En esta vigésima entrega se impone un tiempo de reflexión. Uno de mis amigos ha leído todas mis entregas ya publicadas en el blog y unas cuantas más que ya tengo preparadas. Me dice que voy muy despacio y que me entretengo en detalles innecesarios. Que así, no acabaré nunca. Y menos si pretendo narrar la historia de la Olivetti en nuestro país.

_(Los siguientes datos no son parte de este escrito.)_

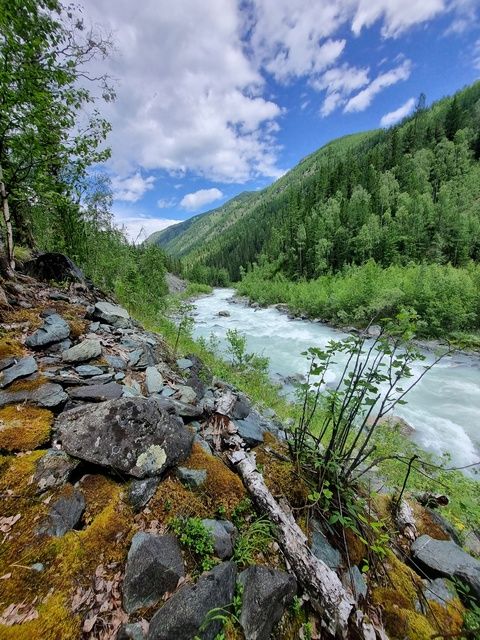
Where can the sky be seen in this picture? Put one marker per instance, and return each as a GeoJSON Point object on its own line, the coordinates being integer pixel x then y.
{"type": "Point", "coordinates": [223, 96]}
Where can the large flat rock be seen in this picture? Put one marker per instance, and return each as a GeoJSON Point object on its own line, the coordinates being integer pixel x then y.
{"type": "Point", "coordinates": [131, 435]}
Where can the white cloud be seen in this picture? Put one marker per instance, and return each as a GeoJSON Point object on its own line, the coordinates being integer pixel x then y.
{"type": "Point", "coordinates": [166, 203]}
{"type": "Point", "coordinates": [188, 96]}
{"type": "Point", "coordinates": [395, 116]}
{"type": "Point", "coordinates": [362, 100]}
{"type": "Point", "coordinates": [138, 226]}
{"type": "Point", "coordinates": [131, 188]}
{"type": "Point", "coordinates": [200, 198]}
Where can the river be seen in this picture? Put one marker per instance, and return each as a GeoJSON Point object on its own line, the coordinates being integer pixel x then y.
{"type": "Point", "coordinates": [444, 408]}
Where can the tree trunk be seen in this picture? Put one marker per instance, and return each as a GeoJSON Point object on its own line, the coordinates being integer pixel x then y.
{"type": "Point", "coordinates": [8, 223]}
{"type": "Point", "coordinates": [329, 598]}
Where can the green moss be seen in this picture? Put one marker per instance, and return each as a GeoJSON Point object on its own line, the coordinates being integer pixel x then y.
{"type": "Point", "coordinates": [23, 428]}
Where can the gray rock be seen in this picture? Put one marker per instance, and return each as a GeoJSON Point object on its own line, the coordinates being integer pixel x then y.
{"type": "Point", "coordinates": [131, 435]}
{"type": "Point", "coordinates": [54, 329]}
{"type": "Point", "coordinates": [191, 477]}
{"type": "Point", "coordinates": [355, 582]}
{"type": "Point", "coordinates": [112, 314]}
{"type": "Point", "coordinates": [266, 594]}
{"type": "Point", "coordinates": [223, 534]}
{"type": "Point", "coordinates": [140, 492]}
{"type": "Point", "coordinates": [446, 559]}
{"type": "Point", "coordinates": [88, 370]}
{"type": "Point", "coordinates": [186, 394]}
{"type": "Point", "coordinates": [251, 430]}
{"type": "Point", "coordinates": [48, 395]}
{"type": "Point", "coordinates": [85, 350]}
{"type": "Point", "coordinates": [53, 470]}
{"type": "Point", "coordinates": [184, 363]}
{"type": "Point", "coordinates": [131, 631]}
{"type": "Point", "coordinates": [23, 367]}
{"type": "Point", "coordinates": [154, 566]}
{"type": "Point", "coordinates": [186, 611]}
{"type": "Point", "coordinates": [116, 362]}
{"type": "Point", "coordinates": [323, 550]}
{"type": "Point", "coordinates": [97, 392]}
{"type": "Point", "coordinates": [153, 380]}
{"type": "Point", "coordinates": [64, 514]}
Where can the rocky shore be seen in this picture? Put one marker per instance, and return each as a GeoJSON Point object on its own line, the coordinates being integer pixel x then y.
{"type": "Point", "coordinates": [107, 438]}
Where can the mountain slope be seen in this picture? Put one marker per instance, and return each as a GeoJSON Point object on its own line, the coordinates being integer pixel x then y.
{"type": "Point", "coordinates": [410, 193]}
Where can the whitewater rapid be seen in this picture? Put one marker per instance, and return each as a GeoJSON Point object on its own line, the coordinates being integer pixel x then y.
{"type": "Point", "coordinates": [444, 408]}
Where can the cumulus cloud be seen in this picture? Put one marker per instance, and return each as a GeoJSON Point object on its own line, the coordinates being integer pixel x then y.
{"type": "Point", "coordinates": [362, 100]}
{"type": "Point", "coordinates": [395, 116]}
{"type": "Point", "coordinates": [197, 199]}
{"type": "Point", "coordinates": [138, 226]}
{"type": "Point", "coordinates": [131, 188]}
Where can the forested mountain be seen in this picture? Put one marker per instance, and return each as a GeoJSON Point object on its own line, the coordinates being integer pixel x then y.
{"type": "Point", "coordinates": [410, 193]}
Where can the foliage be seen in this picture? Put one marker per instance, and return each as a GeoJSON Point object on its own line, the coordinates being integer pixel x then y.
{"type": "Point", "coordinates": [192, 533]}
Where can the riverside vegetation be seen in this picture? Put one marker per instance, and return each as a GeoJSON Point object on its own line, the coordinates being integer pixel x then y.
{"type": "Point", "coordinates": [84, 520]}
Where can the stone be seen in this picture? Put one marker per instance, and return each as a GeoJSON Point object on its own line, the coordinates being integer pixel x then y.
{"type": "Point", "coordinates": [65, 514]}
{"type": "Point", "coordinates": [178, 408]}
{"type": "Point", "coordinates": [53, 470]}
{"type": "Point", "coordinates": [154, 566]}
{"type": "Point", "coordinates": [322, 549]}
{"type": "Point", "coordinates": [85, 350]}
{"type": "Point", "coordinates": [223, 534]}
{"type": "Point", "coordinates": [54, 329]}
{"type": "Point", "coordinates": [88, 370]}
{"type": "Point", "coordinates": [241, 409]}
{"type": "Point", "coordinates": [186, 611]}
{"type": "Point", "coordinates": [140, 492]}
{"type": "Point", "coordinates": [56, 267]}
{"type": "Point", "coordinates": [97, 392]}
{"type": "Point", "coordinates": [184, 363]}
{"type": "Point", "coordinates": [131, 631]}
{"type": "Point", "coordinates": [116, 362]}
{"type": "Point", "coordinates": [444, 558]}
{"type": "Point", "coordinates": [131, 435]}
{"type": "Point", "coordinates": [48, 395]}
{"type": "Point", "coordinates": [266, 594]}
{"type": "Point", "coordinates": [186, 394]}
{"type": "Point", "coordinates": [251, 430]}
{"type": "Point", "coordinates": [153, 380]}
{"type": "Point", "coordinates": [191, 477]}
{"type": "Point", "coordinates": [22, 368]}
{"type": "Point", "coordinates": [112, 314]}
{"type": "Point", "coordinates": [355, 582]}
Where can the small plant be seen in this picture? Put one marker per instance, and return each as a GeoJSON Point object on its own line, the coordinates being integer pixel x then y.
{"type": "Point", "coordinates": [193, 534]}
{"type": "Point", "coordinates": [255, 539]}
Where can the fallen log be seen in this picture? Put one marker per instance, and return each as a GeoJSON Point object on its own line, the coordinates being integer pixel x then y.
{"type": "Point", "coordinates": [328, 596]}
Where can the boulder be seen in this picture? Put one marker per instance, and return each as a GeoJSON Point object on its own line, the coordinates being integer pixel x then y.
{"type": "Point", "coordinates": [22, 368]}
{"type": "Point", "coordinates": [444, 558]}
{"type": "Point", "coordinates": [140, 492]}
{"type": "Point", "coordinates": [55, 266]}
{"type": "Point", "coordinates": [54, 329]}
{"type": "Point", "coordinates": [186, 611]}
{"type": "Point", "coordinates": [85, 350]}
{"type": "Point", "coordinates": [53, 470]}
{"type": "Point", "coordinates": [112, 314]}
{"type": "Point", "coordinates": [266, 594]}
{"type": "Point", "coordinates": [65, 514]}
{"type": "Point", "coordinates": [153, 380]}
{"type": "Point", "coordinates": [154, 566]}
{"type": "Point", "coordinates": [131, 435]}
{"type": "Point", "coordinates": [97, 392]}
{"type": "Point", "coordinates": [48, 395]}
{"type": "Point", "coordinates": [223, 534]}
{"type": "Point", "coordinates": [191, 477]}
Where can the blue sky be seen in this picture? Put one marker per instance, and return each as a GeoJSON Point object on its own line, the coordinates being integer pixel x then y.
{"type": "Point", "coordinates": [219, 97]}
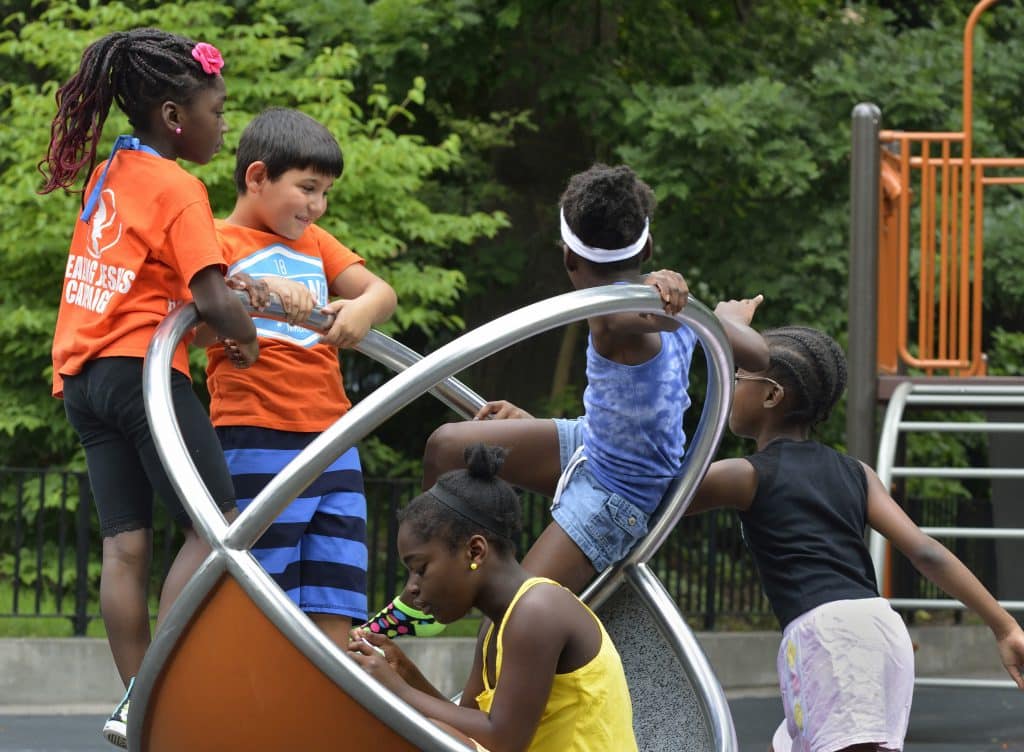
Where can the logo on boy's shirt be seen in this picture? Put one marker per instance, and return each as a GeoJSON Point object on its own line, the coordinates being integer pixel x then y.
{"type": "Point", "coordinates": [101, 234]}
{"type": "Point", "coordinates": [281, 260]}
{"type": "Point", "coordinates": [91, 285]}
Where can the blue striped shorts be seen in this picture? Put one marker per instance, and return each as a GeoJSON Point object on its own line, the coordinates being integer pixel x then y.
{"type": "Point", "coordinates": [316, 549]}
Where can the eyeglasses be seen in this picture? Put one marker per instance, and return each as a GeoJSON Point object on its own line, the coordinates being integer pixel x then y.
{"type": "Point", "coordinates": [742, 377]}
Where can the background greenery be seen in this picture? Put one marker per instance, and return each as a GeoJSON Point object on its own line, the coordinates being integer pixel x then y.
{"type": "Point", "coordinates": [461, 122]}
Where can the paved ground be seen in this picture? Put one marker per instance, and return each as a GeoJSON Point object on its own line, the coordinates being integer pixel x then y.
{"type": "Point", "coordinates": [942, 720]}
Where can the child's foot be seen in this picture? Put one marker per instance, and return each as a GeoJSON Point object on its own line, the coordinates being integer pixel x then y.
{"type": "Point", "coordinates": [400, 620]}
{"type": "Point", "coordinates": [116, 727]}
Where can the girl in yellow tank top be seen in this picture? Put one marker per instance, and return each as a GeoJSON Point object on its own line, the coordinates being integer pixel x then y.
{"type": "Point", "coordinates": [552, 680]}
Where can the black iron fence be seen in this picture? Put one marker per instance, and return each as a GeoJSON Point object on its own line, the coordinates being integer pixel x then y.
{"type": "Point", "coordinates": [50, 552]}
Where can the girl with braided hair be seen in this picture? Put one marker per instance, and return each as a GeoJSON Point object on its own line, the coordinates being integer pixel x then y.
{"type": "Point", "coordinates": [143, 244]}
{"type": "Point", "coordinates": [547, 678]}
{"type": "Point", "coordinates": [846, 662]}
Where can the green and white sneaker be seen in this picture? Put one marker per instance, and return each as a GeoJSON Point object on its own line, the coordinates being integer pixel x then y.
{"type": "Point", "coordinates": [116, 727]}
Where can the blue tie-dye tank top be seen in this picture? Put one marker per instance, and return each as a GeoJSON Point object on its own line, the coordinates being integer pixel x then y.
{"type": "Point", "coordinates": [633, 426]}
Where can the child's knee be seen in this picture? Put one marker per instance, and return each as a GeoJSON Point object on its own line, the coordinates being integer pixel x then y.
{"type": "Point", "coordinates": [130, 548]}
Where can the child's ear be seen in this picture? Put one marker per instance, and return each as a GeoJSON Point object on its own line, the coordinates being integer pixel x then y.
{"type": "Point", "coordinates": [476, 548]}
{"type": "Point", "coordinates": [170, 116]}
{"type": "Point", "coordinates": [775, 397]}
{"type": "Point", "coordinates": [648, 250]}
{"type": "Point", "coordinates": [256, 176]}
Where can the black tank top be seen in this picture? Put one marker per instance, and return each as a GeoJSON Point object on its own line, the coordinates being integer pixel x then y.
{"type": "Point", "coordinates": [806, 528]}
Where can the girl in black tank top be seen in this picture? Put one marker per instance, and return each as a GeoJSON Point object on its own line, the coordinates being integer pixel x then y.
{"type": "Point", "coordinates": [804, 509]}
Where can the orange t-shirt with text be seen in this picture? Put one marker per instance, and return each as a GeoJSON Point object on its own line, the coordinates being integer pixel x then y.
{"type": "Point", "coordinates": [296, 383]}
{"type": "Point", "coordinates": [131, 263]}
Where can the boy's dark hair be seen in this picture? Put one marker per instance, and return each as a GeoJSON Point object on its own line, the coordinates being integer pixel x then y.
{"type": "Point", "coordinates": [477, 489]}
{"type": "Point", "coordinates": [287, 139]}
{"type": "Point", "coordinates": [138, 70]}
{"type": "Point", "coordinates": [606, 207]}
{"type": "Point", "coordinates": [811, 366]}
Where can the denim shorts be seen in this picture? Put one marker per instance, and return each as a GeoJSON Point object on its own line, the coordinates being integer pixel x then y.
{"type": "Point", "coordinates": [604, 525]}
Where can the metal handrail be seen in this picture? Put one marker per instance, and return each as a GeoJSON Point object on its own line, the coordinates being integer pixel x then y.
{"type": "Point", "coordinates": [893, 424]}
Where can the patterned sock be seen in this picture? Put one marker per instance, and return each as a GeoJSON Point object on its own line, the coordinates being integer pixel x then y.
{"type": "Point", "coordinates": [400, 620]}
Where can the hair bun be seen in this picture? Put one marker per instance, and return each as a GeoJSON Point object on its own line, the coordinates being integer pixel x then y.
{"type": "Point", "coordinates": [482, 461]}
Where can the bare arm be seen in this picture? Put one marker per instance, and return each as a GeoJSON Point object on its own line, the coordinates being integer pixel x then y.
{"type": "Point", "coordinates": [223, 312]}
{"type": "Point", "coordinates": [534, 640]}
{"type": "Point", "coordinates": [394, 659]}
{"type": "Point", "coordinates": [365, 300]}
{"type": "Point", "coordinates": [937, 564]}
{"type": "Point", "coordinates": [750, 351]}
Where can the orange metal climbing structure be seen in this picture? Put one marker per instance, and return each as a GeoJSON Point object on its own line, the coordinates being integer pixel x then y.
{"type": "Point", "coordinates": [931, 245]}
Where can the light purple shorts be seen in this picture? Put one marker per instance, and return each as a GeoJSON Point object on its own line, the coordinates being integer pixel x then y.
{"type": "Point", "coordinates": [846, 673]}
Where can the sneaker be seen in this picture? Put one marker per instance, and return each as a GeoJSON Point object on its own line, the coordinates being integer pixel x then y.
{"type": "Point", "coordinates": [116, 727]}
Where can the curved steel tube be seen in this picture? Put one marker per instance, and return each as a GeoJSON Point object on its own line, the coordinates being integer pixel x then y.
{"type": "Point", "coordinates": [433, 373]}
{"type": "Point", "coordinates": [441, 364]}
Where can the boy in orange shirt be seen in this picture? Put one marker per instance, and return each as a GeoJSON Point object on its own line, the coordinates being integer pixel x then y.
{"type": "Point", "coordinates": [265, 415]}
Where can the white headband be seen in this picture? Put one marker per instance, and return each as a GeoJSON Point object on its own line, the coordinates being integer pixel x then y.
{"type": "Point", "coordinates": [602, 255]}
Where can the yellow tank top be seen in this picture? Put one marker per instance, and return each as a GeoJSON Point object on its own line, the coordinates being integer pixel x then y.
{"type": "Point", "coordinates": [589, 709]}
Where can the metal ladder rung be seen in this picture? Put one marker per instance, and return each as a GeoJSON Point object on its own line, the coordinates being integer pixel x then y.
{"type": "Point", "coordinates": [1008, 400]}
{"type": "Point", "coordinates": [968, 389]}
{"type": "Point", "coordinates": [980, 427]}
{"type": "Point", "coordinates": [990, 472]}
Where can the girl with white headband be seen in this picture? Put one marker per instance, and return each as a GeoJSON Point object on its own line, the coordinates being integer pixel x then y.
{"type": "Point", "coordinates": [608, 469]}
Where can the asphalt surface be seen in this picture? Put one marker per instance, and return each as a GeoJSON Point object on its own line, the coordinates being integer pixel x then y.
{"type": "Point", "coordinates": [942, 720]}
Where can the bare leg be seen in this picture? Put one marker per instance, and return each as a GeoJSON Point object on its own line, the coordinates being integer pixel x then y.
{"type": "Point", "coordinates": [123, 598]}
{"type": "Point", "coordinates": [532, 460]}
{"type": "Point", "coordinates": [193, 552]}
{"type": "Point", "coordinates": [334, 626]}
{"type": "Point", "coordinates": [557, 556]}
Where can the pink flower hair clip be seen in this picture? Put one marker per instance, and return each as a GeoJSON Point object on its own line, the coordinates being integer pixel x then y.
{"type": "Point", "coordinates": [209, 57]}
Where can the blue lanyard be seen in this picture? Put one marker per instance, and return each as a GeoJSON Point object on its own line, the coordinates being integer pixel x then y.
{"type": "Point", "coordinates": [129, 142]}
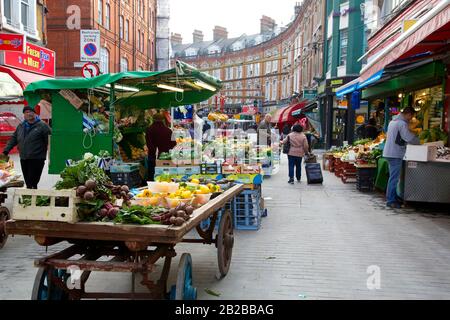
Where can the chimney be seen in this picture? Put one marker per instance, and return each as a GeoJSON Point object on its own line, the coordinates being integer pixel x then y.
{"type": "Point", "coordinates": [176, 39]}
{"type": "Point", "coordinates": [267, 25]}
{"type": "Point", "coordinates": [197, 36]}
{"type": "Point", "coordinates": [220, 33]}
{"type": "Point", "coordinates": [297, 8]}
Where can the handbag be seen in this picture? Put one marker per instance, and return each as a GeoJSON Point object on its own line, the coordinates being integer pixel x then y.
{"type": "Point", "coordinates": [287, 146]}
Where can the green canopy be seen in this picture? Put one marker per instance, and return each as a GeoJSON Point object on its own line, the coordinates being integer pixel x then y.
{"type": "Point", "coordinates": [139, 88]}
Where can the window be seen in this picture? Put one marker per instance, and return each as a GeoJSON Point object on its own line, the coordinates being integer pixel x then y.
{"type": "Point", "coordinates": [25, 14]}
{"type": "Point", "coordinates": [138, 39]}
{"type": "Point", "coordinates": [330, 54]}
{"type": "Point", "coordinates": [343, 47]}
{"type": "Point", "coordinates": [100, 12]}
{"type": "Point", "coordinates": [121, 27]}
{"type": "Point", "coordinates": [107, 16]}
{"type": "Point", "coordinates": [104, 60]}
{"type": "Point", "coordinates": [123, 65]}
{"type": "Point", "coordinates": [7, 10]}
{"type": "Point", "coordinates": [127, 28]}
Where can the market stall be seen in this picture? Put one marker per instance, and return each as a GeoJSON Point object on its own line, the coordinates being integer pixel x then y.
{"type": "Point", "coordinates": [91, 120]}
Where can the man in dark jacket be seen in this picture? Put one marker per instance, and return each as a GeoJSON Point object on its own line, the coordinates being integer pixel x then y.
{"type": "Point", "coordinates": [31, 137]}
{"type": "Point", "coordinates": [159, 140]}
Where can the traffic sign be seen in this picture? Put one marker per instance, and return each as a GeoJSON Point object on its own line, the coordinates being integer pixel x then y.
{"type": "Point", "coordinates": [90, 45]}
{"type": "Point", "coordinates": [90, 70]}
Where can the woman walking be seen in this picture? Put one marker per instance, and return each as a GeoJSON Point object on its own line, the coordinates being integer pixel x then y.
{"type": "Point", "coordinates": [297, 150]}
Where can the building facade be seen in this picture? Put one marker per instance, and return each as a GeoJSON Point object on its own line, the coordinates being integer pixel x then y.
{"type": "Point", "coordinates": [268, 67]}
{"type": "Point", "coordinates": [127, 28]}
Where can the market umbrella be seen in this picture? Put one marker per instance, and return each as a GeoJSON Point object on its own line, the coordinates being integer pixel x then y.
{"type": "Point", "coordinates": [181, 85]}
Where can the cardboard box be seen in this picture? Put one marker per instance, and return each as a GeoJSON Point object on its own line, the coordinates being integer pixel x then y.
{"type": "Point", "coordinates": [165, 163]}
{"type": "Point", "coordinates": [423, 153]}
{"type": "Point", "coordinates": [231, 169]}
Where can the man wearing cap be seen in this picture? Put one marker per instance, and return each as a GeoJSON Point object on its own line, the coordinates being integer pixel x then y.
{"type": "Point", "coordinates": [31, 137]}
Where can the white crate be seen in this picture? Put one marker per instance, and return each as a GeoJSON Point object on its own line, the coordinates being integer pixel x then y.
{"type": "Point", "coordinates": [50, 213]}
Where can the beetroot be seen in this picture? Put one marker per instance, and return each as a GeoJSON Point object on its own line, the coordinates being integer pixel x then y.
{"type": "Point", "coordinates": [89, 196]}
{"type": "Point", "coordinates": [91, 184]}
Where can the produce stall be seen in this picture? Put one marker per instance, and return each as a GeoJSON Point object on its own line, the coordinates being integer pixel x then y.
{"type": "Point", "coordinates": [427, 170]}
{"type": "Point", "coordinates": [134, 226]}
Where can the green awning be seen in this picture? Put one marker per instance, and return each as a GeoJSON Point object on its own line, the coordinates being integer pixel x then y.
{"type": "Point", "coordinates": [421, 77]}
{"type": "Point", "coordinates": [197, 86]}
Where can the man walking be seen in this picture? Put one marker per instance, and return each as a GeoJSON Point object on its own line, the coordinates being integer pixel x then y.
{"type": "Point", "coordinates": [398, 136]}
{"type": "Point", "coordinates": [31, 137]}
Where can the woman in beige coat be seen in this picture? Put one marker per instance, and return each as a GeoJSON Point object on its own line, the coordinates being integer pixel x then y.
{"type": "Point", "coordinates": [299, 147]}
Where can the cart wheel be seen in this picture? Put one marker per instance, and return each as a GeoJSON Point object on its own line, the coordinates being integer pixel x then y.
{"type": "Point", "coordinates": [41, 285]}
{"type": "Point", "coordinates": [4, 216]}
{"type": "Point", "coordinates": [184, 289]}
{"type": "Point", "coordinates": [225, 243]}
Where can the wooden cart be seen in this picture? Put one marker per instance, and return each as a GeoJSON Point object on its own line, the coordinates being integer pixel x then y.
{"type": "Point", "coordinates": [130, 248]}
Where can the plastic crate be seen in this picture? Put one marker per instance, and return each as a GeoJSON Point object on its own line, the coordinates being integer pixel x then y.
{"type": "Point", "coordinates": [205, 223]}
{"type": "Point", "coordinates": [247, 210]}
{"type": "Point", "coordinates": [124, 168]}
{"type": "Point", "coordinates": [130, 179]}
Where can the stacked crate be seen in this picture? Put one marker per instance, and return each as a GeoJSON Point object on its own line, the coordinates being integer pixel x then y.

Yo le respondo que respeto su opinión, pero que no estoy de acuerdo. Le recuerdo que despacio y deprisa son conceptos relativos, referidos de alguna manera a la noción de velocidad que, a su vez, implica una relación entre espacio y tiempo. Le arguyo que en estos relatos el espacio apenas cuenta. Si lo hace es sólo en su condición de escenario, casi siempre elemento secundario, mero telón de fondo de los hechos que narro. Lo que importa es el tiempo, pero no en cuanto a su naturaleza de recurso finito e insustituible. Para mí, en estos relatos, el tiempo adquiere todo su valor por ser ese misterioso elemento catalizador que ha hecho posible todo lo que la memoria recupera para el momento presente en que yo escribo y en ese otro – presente para él, futuro para mí - en el que mi amigo me leerá.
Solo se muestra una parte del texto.